I'm not sure a randomized trial will convince the biased to change what they do, but it's good to get information. Hopefully, the trials will be successful, and ultimately, we're trying to improve how we take care of our patients.

[Dr. James Eastham]:
I think most of the radiation therapy trials that looked at adjuvant versus early salvage, they didn't focus on node-positive patients. I think we can't apply a weight for the salvage setting in the node-positive patients. I think node-positive is a different risk category, and I have a low threshold to send node-positive patients to radiation oncology. I'm telling someone who knows, but node-positive patients aren't all the same. There's a risk of recurrence or a spectrum of recurrence even within node-positive.

A patient who had a 3+4=7 confined to the prostate with a solitary positive lymph node is very different than someone with a Gleason 9 with six positive nodes, extra-prostatic extension, and seminal vesicle invasion. Those patients are both node-positive, but they're going to have a very different likelihood of recurrence. Half of the former, the lower-risk node-positive, won't ever experience BCR, whereas I would venture to say 99.9% of the high-risk patients will.

It's difficult to talk in generalities about oh, salvage radiation. It still becomes risk-adjusted.
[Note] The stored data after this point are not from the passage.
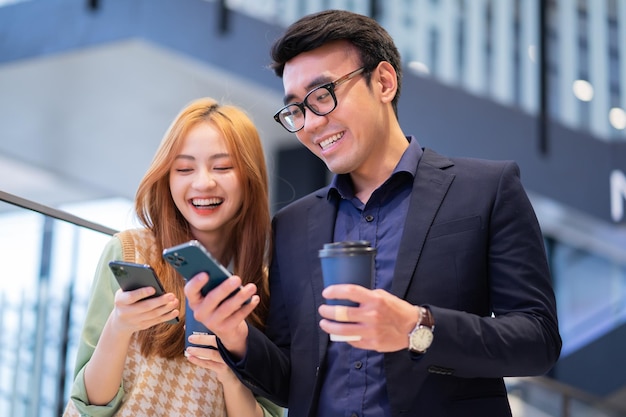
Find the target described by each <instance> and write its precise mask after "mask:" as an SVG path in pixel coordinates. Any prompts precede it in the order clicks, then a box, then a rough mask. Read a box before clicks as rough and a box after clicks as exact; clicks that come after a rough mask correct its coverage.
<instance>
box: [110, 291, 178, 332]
mask: <svg viewBox="0 0 626 417" xmlns="http://www.w3.org/2000/svg"><path fill="white" fill-rule="evenodd" d="M154 292H155V289H154V288H152V287H144V288H139V289H136V290H134V291H122V290H121V289H120V290H118V291H117V292H116V293H115V300H114V308H113V312H112V313H111V320H112V323H111V324H112V325H113V326H114V327H115V328H116V329H117V330H118V331H120V332H124V333H131V334H132V333H134V332H137V331H139V330H144V329H147V328H149V327H152V326H154V325H156V324H159V323H163V322H166V321H168V320H171V319H173V318H174V317H178V315H179V310H178V308H179V306H180V302H179V301H178V299H177V298H176V296H175V295H174V294H172V293H167V294H163V295H161V296H159V297H155V298H146V297H149V296H151V295H153V294H154Z"/></svg>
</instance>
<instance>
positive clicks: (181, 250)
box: [163, 240, 239, 296]
mask: <svg viewBox="0 0 626 417" xmlns="http://www.w3.org/2000/svg"><path fill="white" fill-rule="evenodd" d="M163 258H164V259H165V260H166V261H167V262H169V263H170V264H171V265H172V266H173V267H174V268H176V270H177V271H178V272H179V273H180V274H181V275H182V276H183V278H185V279H186V280H189V279H191V278H193V277H194V276H195V275H197V274H199V273H200V272H206V273H207V274H209V282H207V283H206V285H205V286H204V287H202V290H201V293H202V295H203V296H204V295H207V294H208V293H209V291H211V290H212V289H213V288H215V287H217V286H218V285H220V284H221V283H222V282H224V280H225V279H227V278H228V277H229V276H231V275H232V274H231V273H230V271H229V270H228V269H226V267H224V266H223V265H222V264H220V263H219V262H218V261H217V259H215V258H214V257H213V255H211V253H210V252H209V251H208V250H206V249H205V248H204V246H202V244H201V243H200V242H198V241H197V240H190V241H189V242H186V243H183V244H181V245H177V246H173V247H171V248H168V249H165V250H163ZM237 291H239V288H238V289H236V290H235V291H234V292H233V293H231V295H233V294H234V293H236V292H237Z"/></svg>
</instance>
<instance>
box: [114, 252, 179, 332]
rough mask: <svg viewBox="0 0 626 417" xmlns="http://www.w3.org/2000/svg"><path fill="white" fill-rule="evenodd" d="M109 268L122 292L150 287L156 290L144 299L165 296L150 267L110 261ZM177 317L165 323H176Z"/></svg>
mask: <svg viewBox="0 0 626 417" xmlns="http://www.w3.org/2000/svg"><path fill="white" fill-rule="evenodd" d="M109 268H110V269H111V272H113V275H115V279H117V282H118V283H119V284H120V288H122V290H124V291H133V290H136V289H139V288H143V287H152V288H154V289H155V290H156V292H155V293H154V294H153V295H150V296H148V297H146V298H153V297H158V296H160V295H163V294H165V290H164V289H163V285H161V281H159V278H157V276H156V273H155V272H154V269H152V267H151V266H150V265H145V264H135V263H132V262H124V261H111V262H109ZM178 322H179V320H178V317H175V318H173V319H172V320H169V321H167V322H166V323H169V324H176V323H178Z"/></svg>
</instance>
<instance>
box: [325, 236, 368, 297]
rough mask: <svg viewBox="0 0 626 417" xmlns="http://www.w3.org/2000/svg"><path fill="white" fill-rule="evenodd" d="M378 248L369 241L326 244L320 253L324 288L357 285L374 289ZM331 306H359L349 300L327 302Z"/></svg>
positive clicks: (345, 242) (356, 240)
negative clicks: (374, 265) (375, 258)
mask: <svg viewBox="0 0 626 417" xmlns="http://www.w3.org/2000/svg"><path fill="white" fill-rule="evenodd" d="M375 256H376V248H373V247H371V246H370V242H368V241H367V240H356V241H346V242H334V243H326V244H325V245H324V248H323V249H320V251H319V257H320V261H321V263H322V275H323V278H324V288H326V287H328V286H330V285H335V284H357V285H361V286H362V287H365V288H372V287H373V283H374V257H375ZM327 303H328V304H330V305H345V306H353V307H354V306H358V304H357V303H354V302H352V301H349V300H327Z"/></svg>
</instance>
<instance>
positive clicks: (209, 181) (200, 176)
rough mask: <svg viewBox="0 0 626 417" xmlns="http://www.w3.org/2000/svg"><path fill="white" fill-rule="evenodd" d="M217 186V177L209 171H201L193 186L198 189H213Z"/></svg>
mask: <svg viewBox="0 0 626 417" xmlns="http://www.w3.org/2000/svg"><path fill="white" fill-rule="evenodd" d="M216 185H217V182H216V181H215V177H214V176H213V175H212V174H211V172H210V171H208V170H203V171H199V172H198V175H197V176H196V178H194V181H193V186H194V187H195V188H197V189H205V188H212V187H215V186H216Z"/></svg>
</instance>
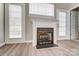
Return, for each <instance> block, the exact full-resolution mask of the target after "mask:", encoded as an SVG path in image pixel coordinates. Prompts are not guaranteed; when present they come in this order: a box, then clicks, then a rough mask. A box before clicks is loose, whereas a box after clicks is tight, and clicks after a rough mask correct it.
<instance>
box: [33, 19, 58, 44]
mask: <svg viewBox="0 0 79 59" xmlns="http://www.w3.org/2000/svg"><path fill="white" fill-rule="evenodd" d="M37 27H41V28H54V44H57V22H55V21H45V20H42V21H41V20H33V33H32V35H33V46H36V45H37Z"/></svg>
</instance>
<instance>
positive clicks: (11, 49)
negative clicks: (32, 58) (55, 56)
mask: <svg viewBox="0 0 79 59" xmlns="http://www.w3.org/2000/svg"><path fill="white" fill-rule="evenodd" d="M57 42H58V47H50V48H42V49H36V48H35V47H32V44H31V43H27V44H26V43H21V44H7V45H5V46H3V47H1V48H0V56H78V55H79V41H72V40H61V41H57Z"/></svg>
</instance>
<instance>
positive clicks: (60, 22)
mask: <svg viewBox="0 0 79 59" xmlns="http://www.w3.org/2000/svg"><path fill="white" fill-rule="evenodd" d="M65 35H66V12H59V36H65Z"/></svg>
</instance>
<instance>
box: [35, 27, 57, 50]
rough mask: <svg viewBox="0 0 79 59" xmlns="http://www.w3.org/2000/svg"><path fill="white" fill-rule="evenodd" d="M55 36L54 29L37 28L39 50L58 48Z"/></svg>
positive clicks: (49, 28) (37, 44)
mask: <svg viewBox="0 0 79 59" xmlns="http://www.w3.org/2000/svg"><path fill="white" fill-rule="evenodd" d="M53 34H54V29H53V28H37V46H36V47H37V49H38V48H46V47H52V46H56V45H55V44H54V43H53V42H54V39H53V38H54V36H53Z"/></svg>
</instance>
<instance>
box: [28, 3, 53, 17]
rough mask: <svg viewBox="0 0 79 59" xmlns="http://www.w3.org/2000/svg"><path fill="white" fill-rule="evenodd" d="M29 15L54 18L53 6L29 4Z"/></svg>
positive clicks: (45, 4) (50, 5)
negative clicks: (34, 15) (44, 16)
mask: <svg viewBox="0 0 79 59" xmlns="http://www.w3.org/2000/svg"><path fill="white" fill-rule="evenodd" d="M29 13H30V14H37V15H46V16H54V4H47V3H30V4H29Z"/></svg>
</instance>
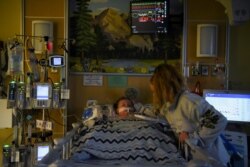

While we tend not to think about adjuvant radiation therapy per se, I think in the node-positive, very high-risk group, I talk to those patients when I discuss their pathology that you're likely going to need radiation therapy, and we may not wait until your PSA reaches 0.2. We'll have you heal up from the operation, get your continence back, but I'm going to have you meet with a radiation oncologist sooner rather than later, so that's all in place. Whereas someone who had a regular non-node-positive radical prostatectomy with modest risk of recurrence, I won't send them to radiation therapy. I'll monitor their PSA test.